Publication year - 2017
Publication title -
european journal of pain
Language(s) - English
Resource type - Journals
SCImago Journal Rank - 1.305
H-Index - 109
eISSN - 1532-2149
pISSN - 1090-3801
DOI - 10.1002/ejp.1030
Subject(s) - lidocaine , threshold of pain , erythromelalgia , anesthesia , nociception , medicine , placebo , pain tolerance , sensory threshold , psychology , pathology , alternative medicine , receptor , cognitive science
Objectives Nociceptive thresholds and supra ‐threshold pain ratings as well as their reduction upon local injection with lidocaine were compared between healthy subjects and patients with erythromelalgia ( EM ). Methods Lidocaine (0.25, 0.50, 1.0 or 10 mg/mL) or placebo (saline) was injected intradermally in non‐painful areas of the lower arm, in a randomized, double‐blind manner, to test the effect on dynamic and static mechanical sensitivity, mechanical pain sensitivity, thermal thresholds and supra ‐threshold heat pain sensitivity. Results Heat pain thresholds and pain ratings to supra ‐threshold heat stimulation did not differ between EM ‐patients ( n = 27) and controls ( n = 25), neither did the dose–response curves for lidocaine. Only the subgroup of EM ‐patients with mutations in sodium channel subunits Na V 1.7, 1.8 or 1.9 ( n = 8) had increased lidocaine sensitivity for supra ‐threshold heat stimuli, contrasting lower sensitivity to strong mechanical stimuli.

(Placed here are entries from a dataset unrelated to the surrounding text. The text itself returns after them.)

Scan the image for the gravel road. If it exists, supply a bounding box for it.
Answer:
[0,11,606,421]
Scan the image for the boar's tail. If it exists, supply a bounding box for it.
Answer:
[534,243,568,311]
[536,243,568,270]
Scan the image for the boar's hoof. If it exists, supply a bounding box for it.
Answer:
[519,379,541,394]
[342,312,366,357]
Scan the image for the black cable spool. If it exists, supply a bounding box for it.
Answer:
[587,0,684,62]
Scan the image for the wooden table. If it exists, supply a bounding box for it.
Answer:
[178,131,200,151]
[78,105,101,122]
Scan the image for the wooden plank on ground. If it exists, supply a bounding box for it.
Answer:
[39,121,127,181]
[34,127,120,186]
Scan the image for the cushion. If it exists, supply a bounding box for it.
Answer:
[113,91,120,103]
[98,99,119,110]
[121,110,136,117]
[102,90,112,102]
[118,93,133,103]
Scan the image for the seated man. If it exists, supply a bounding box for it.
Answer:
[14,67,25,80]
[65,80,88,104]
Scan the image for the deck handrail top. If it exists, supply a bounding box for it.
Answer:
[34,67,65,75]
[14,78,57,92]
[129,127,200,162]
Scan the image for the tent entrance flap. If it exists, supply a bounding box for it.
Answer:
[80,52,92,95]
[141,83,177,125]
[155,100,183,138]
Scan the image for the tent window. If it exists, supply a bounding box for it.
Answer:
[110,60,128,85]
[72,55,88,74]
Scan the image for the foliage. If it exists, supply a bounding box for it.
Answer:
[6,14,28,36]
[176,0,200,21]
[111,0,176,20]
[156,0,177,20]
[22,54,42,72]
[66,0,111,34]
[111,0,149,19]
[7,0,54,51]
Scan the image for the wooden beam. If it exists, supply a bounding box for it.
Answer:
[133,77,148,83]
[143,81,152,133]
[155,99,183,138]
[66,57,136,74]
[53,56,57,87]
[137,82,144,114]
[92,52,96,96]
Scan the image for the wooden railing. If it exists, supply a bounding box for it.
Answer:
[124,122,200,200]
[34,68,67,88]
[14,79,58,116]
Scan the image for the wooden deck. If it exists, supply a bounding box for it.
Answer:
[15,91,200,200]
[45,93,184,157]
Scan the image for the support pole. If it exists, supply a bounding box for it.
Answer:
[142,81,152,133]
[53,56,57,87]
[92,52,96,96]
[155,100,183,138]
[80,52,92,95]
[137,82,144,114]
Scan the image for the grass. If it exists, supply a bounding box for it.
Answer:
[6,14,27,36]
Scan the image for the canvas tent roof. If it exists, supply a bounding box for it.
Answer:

This pattern was particularly clear in the two patients carrying the Na V 1.7 I848T mutations in whom lidocaine's hyperalgesic effect on mechanical pain sensitivity contrasted more effective heat analgesia. Conclusion Heat pain thresholds are not sensitized in EM patients, even in those with gain‐of‐function mutations in Na V 1.7. Differential lidocaine sensitivity was overt only for noxious stimuli in the supra ‐threshold range suggesting that sensitized supra ‐threshold encoding is important for the clinical pain phenotype in EM in addition to lower activation threshold. Intracutaneous lidocaine dose‐dependently blocked nociceptive sensations, but we did not identify EM patients with particular high lidocaine sensitivity that could have provided valuable therapeutic guidance. Significance Acute pain thresholds and supra ‐threshold heat pain in controls and patients with erythromelalgia do not differ and have the same lidocaine sensitivity. Acute heat pain thresholds even in EM patients with the Na V 1.7 I848T mutation are normal and only nociceptor sensitivity to intradermal lidocaine is changed. Only in EM patients with mutations in Na V 1.7, 1.8 or 1.9 supra ‐threshold heat and mechanical pain shows differential lidocaine sensitivity as compared to controls.